[pdm-devel] RFC: Synchronizing configuration changes across remotes

Mon Feb 3 18:02:49 CET 2025

Am 30.01.25 um 16:48 schrieb Stefan Hanreich:
> During this operation it would make sense to make sure that there are
> no pending changes in the SDN configuration, so users do not
> accidentally apply unrelated changes via PDM. We also need to prevent
> any concurrent SDN configuration changes for the same reason - so we
> don't apply any unrelated configuration.
> 
> The question is: Do we also want to be able to prevent concurrent
> changes across multiple remotes, or are we fine with only preventing
> concurrent changes on a remote level? With network configuration
> affecting more than one remote, I think it would be better to
> synchronize changes across remotes since oftentimes applying the
> configuration to only one remote doesn't really make sense and the
> failure to apply configuration could affect the other remote.

To answer yes to your specific question and really mean it (as in:
actually safe, generic reliable, and maybe even atomic) would mean that
we need to add a cluster layer with an algorithm than actually ensures
us consensus over all remotes.
I.e., Paxos, like corosync uses, or raft or something like that
(depending on the exact properties wanted).
All these are very costly and do not scale well at all, so with
interpreting your question rather narrowly I'd have to answer with a
strong no; requiring that would severely limit PDM in its usefulness and
IME bring major complexity and headaches along with it.  And as rolling
out the network to FRR and what not else has tons of side effects doing
all this consensus work would quite definitively rather useless anyway.

But, squinting a bit more and interpreting the question to not mean that
we should add ways for doing things in guaranteed lockstep through an
FSM distributed over all remotes to rather mean that one adds some way
to ensure one can do various edits without others being able to make any
modifications during that sequence it should be dooable.
Especially if we transparently shift responsibility to clean things up
if anything goes wrong to the user (with some methods to empower them
doing so, documentation and tooling wise).
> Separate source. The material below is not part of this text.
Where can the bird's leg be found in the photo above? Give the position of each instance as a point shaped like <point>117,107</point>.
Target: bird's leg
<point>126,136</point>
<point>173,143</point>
> I currently gravitate towards the lock-based approach due to the
> following reasons:

Yeah, digest is not giving you anything here, at least for anything that
consists of more than one change; and adding a dedicated central API
endpoint for every variant of batch update we might need seems hardly
scalable nor like good API design.

> * It enables us to synchronize changes across multiple remotes - as
> compared to a digest based approach.
> * It's a lot more ergonomic for developers, since you simply
> acquire/release the lock. With a digest-based approach, modifications
> that require multiple API calls need to acquire a new digest
> everytime and track it across multiple API calls. With SDN specifically,
> when applying the configuration, we need to provide and check the digest
> as well.
> * It is just easier to prevent concurrent changes in the first place
> rather than reacting to them. If they cannot occur, then rollbacking
> is easier and less error-prone since the developer can assume nothing
> changed in the previously handled remotes as well.
> 
> The downsides of this approach I can see:
> * It requires sweeping changes to basically the whole SDN API, and
> keeping backwards compatibility is harder.

Does it really require sweeping changes? I'd think modifications are
already hedging against concurrent access now, so this should not mean
we change to a completely new edit paradigm here.

My thoughts when we talked was to go roughly for:
Add a new endpoint that 1) ensure basic healthiness and 2) registers a
lock for the whole, or potentially only some parts, of the SDN stack.
This should work by returning a lock-cookie random string to be used by
subsequent calls to do various updates in one go while ensuring nothing
else can do so or just steal our lock.  Then check this lock centrally
on any write-config and be basically done I think?

A slightly more elaborate variant might be to also split the edit step,
i.e.
1. check all remotes and get lock
2. extend the config(s) with a section (or a separate ".new" config) for
   pending changes, write all new changes to that.
3. commit the pending sections or .new config file.

With that you would have the smallest possibility for failure due to
unrelated node/connection hickups and reduce the time gap for actually
activating the changes. If something is off an admin even could manually
apply these directly on the cluster/nodes.

> * Also, many API endpoints in PVE already provide the digest
> functionality, so it would be a lot easier to retro-fit this for usage
> with PDM and possibly require no changes at all.

Digest should be able to co-exist, if the config is unlocked and digest
is the same then the edit is generally safe.

> * In case of failures on the PDM side it is harder to recover, since
> it requires manual intervention (removing the lock manually).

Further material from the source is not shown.